Apparently, text encoding is something we should hide from people because it scares the hell out of them. They can watch airplanes crash buildings, people being shot in riots, car crashes, medical operations, and children dying from starvation, but text encoding? Oh no.
I taught text-encoding as a university course for many years and ran workshops attended by a wide variety of people, some without any humanities or computing background, and some in their seventies. Within less than six hours, all of them could deal with XML-encoding both as a human readable language and as an activity. We don't serve ourselves well by investing time, energy, and funds in trying to get more people on board by hiding the encoding behind WYSIWYG interfaces which gives them the illusion that everyone can do it without any training and exercise. The fear for the angle bracket is a psychological condition which can be overcome by instruction and training. I have argued for years now that simplifying our profession for students, aspiring editors, and unwilling colleages is the worst strategy ever if we want full academic credit for what we do. By trivializing and hiding the intellectual and physical blood, sweat, and tears we invest in the encoding of our texts, and by failing to explain what it is that we do, we create an atmosphere in which text-encoding does not count towards academic credits.

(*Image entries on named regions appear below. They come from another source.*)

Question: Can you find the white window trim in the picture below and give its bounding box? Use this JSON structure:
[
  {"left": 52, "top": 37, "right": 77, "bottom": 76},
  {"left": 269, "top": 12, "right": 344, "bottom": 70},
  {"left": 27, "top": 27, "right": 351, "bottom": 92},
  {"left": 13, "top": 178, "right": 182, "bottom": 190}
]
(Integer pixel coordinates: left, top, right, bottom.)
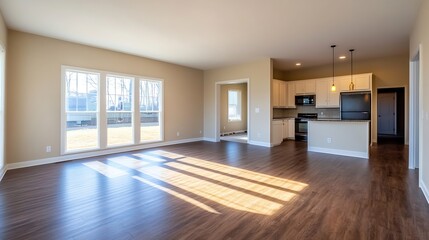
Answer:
[
  {"left": 227, "top": 89, "right": 243, "bottom": 122},
  {"left": 60, "top": 65, "right": 165, "bottom": 155}
]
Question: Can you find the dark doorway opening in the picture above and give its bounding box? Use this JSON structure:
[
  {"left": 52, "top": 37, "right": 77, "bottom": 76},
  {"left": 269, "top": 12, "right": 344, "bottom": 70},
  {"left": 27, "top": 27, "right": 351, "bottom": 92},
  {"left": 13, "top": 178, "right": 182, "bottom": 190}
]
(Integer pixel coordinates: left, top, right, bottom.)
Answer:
[{"left": 377, "top": 87, "right": 405, "bottom": 144}]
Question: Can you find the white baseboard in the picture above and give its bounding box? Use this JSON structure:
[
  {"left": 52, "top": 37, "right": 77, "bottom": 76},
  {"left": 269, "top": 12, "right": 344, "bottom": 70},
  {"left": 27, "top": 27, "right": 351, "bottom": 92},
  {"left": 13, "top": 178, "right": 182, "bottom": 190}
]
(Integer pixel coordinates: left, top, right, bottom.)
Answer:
[
  {"left": 419, "top": 181, "right": 429, "bottom": 203},
  {"left": 7, "top": 138, "right": 203, "bottom": 169},
  {"left": 247, "top": 140, "right": 272, "bottom": 147},
  {"left": 0, "top": 165, "right": 7, "bottom": 181},
  {"left": 308, "top": 147, "right": 369, "bottom": 159}
]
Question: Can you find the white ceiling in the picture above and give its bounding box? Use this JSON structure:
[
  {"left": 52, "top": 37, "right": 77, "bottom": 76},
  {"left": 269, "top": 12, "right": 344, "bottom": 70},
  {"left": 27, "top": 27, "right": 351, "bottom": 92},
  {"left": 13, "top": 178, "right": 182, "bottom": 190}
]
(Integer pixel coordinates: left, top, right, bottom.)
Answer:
[{"left": 0, "top": 0, "right": 422, "bottom": 70}]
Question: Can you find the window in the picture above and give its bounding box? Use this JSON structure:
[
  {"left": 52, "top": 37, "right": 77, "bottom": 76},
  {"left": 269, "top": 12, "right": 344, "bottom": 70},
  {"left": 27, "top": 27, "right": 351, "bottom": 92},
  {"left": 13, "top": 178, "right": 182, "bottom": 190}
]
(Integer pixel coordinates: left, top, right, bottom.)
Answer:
[
  {"left": 106, "top": 75, "right": 134, "bottom": 146},
  {"left": 62, "top": 66, "right": 163, "bottom": 153},
  {"left": 65, "top": 70, "right": 100, "bottom": 152},
  {"left": 139, "top": 79, "right": 162, "bottom": 142},
  {"left": 228, "top": 90, "right": 241, "bottom": 122}
]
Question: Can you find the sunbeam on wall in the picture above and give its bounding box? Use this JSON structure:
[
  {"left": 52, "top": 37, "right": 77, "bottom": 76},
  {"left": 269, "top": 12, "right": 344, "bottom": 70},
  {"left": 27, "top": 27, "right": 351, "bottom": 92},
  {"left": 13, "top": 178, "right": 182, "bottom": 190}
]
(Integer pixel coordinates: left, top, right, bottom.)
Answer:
[{"left": 83, "top": 150, "right": 308, "bottom": 215}]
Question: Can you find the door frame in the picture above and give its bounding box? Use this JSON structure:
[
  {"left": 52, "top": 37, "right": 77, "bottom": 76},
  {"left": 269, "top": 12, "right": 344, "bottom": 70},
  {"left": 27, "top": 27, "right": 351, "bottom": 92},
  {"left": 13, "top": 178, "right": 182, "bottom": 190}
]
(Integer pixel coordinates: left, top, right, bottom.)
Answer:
[
  {"left": 214, "top": 78, "right": 252, "bottom": 143},
  {"left": 377, "top": 91, "right": 396, "bottom": 137},
  {"left": 408, "top": 44, "right": 423, "bottom": 172}
]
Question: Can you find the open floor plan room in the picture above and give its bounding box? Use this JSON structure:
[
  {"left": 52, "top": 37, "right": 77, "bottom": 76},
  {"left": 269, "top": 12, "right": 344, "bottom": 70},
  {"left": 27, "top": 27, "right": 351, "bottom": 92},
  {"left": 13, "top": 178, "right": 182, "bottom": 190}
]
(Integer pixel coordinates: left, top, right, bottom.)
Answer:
[{"left": 0, "top": 141, "right": 429, "bottom": 239}]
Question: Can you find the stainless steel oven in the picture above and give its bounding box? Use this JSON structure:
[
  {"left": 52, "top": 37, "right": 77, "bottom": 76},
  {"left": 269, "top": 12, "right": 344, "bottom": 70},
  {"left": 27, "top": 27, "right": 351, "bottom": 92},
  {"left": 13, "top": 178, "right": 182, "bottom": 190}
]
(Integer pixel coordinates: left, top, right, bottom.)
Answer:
[{"left": 295, "top": 113, "right": 317, "bottom": 141}]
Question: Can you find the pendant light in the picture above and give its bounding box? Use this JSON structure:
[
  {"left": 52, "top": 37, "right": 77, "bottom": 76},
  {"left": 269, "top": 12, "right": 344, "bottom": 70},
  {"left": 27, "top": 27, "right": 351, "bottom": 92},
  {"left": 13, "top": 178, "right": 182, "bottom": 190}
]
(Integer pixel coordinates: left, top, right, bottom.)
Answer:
[
  {"left": 349, "top": 49, "right": 355, "bottom": 91},
  {"left": 331, "top": 45, "right": 337, "bottom": 92}
]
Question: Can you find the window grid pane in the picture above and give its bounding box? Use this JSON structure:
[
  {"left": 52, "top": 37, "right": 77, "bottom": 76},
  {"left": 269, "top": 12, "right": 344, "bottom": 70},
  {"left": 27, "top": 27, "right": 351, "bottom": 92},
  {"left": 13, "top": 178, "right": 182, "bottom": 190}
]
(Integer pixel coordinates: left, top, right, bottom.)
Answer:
[
  {"left": 65, "top": 70, "right": 99, "bottom": 151},
  {"left": 228, "top": 90, "right": 241, "bottom": 121},
  {"left": 106, "top": 75, "right": 134, "bottom": 146},
  {"left": 139, "top": 79, "right": 162, "bottom": 142}
]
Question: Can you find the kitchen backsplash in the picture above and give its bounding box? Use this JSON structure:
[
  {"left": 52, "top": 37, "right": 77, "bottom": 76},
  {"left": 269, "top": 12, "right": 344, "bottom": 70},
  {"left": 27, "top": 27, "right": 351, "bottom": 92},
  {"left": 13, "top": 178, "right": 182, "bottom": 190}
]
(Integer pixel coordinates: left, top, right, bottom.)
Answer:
[{"left": 273, "top": 106, "right": 340, "bottom": 118}]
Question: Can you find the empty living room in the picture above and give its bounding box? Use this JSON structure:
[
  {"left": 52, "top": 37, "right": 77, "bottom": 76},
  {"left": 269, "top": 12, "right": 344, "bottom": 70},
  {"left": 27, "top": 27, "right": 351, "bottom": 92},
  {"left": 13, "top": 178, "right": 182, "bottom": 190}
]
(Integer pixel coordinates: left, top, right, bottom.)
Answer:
[{"left": 0, "top": 0, "right": 429, "bottom": 240}]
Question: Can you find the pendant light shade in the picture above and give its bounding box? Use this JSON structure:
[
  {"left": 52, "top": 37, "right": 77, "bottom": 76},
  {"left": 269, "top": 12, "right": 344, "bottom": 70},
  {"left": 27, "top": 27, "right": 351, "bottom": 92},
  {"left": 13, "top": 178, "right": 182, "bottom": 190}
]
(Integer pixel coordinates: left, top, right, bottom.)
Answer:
[
  {"left": 331, "top": 45, "right": 337, "bottom": 92},
  {"left": 349, "top": 49, "right": 355, "bottom": 90}
]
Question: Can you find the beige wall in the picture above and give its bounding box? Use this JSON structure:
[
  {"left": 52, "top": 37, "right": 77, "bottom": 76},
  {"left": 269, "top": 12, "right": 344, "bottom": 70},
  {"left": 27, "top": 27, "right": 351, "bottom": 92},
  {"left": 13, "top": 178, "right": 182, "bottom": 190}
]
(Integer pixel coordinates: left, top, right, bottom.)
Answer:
[
  {"left": 6, "top": 31, "right": 203, "bottom": 163},
  {"left": 220, "top": 83, "right": 247, "bottom": 133},
  {"left": 410, "top": 1, "right": 429, "bottom": 197},
  {"left": 0, "top": 14, "right": 7, "bottom": 48},
  {"left": 284, "top": 56, "right": 409, "bottom": 144},
  {"left": 204, "top": 58, "right": 273, "bottom": 145}
]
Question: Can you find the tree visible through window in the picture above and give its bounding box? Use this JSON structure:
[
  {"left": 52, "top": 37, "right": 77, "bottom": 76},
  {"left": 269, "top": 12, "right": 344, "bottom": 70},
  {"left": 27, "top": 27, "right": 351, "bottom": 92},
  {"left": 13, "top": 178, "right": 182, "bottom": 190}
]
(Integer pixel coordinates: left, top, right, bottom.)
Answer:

According to her supervisor, the second student also failed because she didn't add an essay on the poetics of both poets involved in the correspondence. Next to the question since when such an essay has become an essential part of a digital edition of letters, a more important question pops up: why wasn't the encoding taken into full consideration by the examiners? Because we as a community failed to explain and show the importance and academic value of the activity of text encoding for scholarly editing. So we may ask ourselves if it is a good thing to try and shield humanities scholars outside the text encoding community from the technical particulars?
As you may have guessed by now, I am not a huge fan of the WYSIWIG editors and edition machines we design in order to attract the interest and collaboration of more scholars. They basically reduce the intellectual activity of knowledge modeling through text-encoding to layouting a word-processor's document. They can no doubt be useful in crowd-sourcing projects where the focus is on mass transcription or the identification of simple features of the text, but using them in order to gain a wider understanding and support for textual criticism and digital scholarly editing is hopeless. Let me remind you that text encoding already provides a human readable interface to text modeling and that SGML was issued as a much needed high functional alternative to less functional wordprocessors. If we want the editing machine of the future to be as powerful and expressive as its underlying encoding standard, it must cater for all options within this standard. Understanding its graphical interface to the linguistic interface of text-encoding is as complicated as understanding the linguistic interface proper. It seems that by promoting a wordprocessing interface for text-encoding we're back to square one. Or as Charles Goldfarb put it once: '[I]f you are going to mess around with something powerful that you do not fully understand – even something benign – you had better do it with your eyes open.' (Goldfarb, 1990, p. xiii)
2.3. TEI by Example
Apart from the huge social and economic impact, reality shows like So You Think You Can Dance and Masterchef have contributed to an understanding and appreciation of dancing and cooking as a profession. These programmes never claime that dancing or cooking is easy and they zoom in on the hardships of mastering advanced techniques. This, however, doesn't put the audience off to take dancing or cookery classes where they are being taught step by step how to achieve a certain level of expertise.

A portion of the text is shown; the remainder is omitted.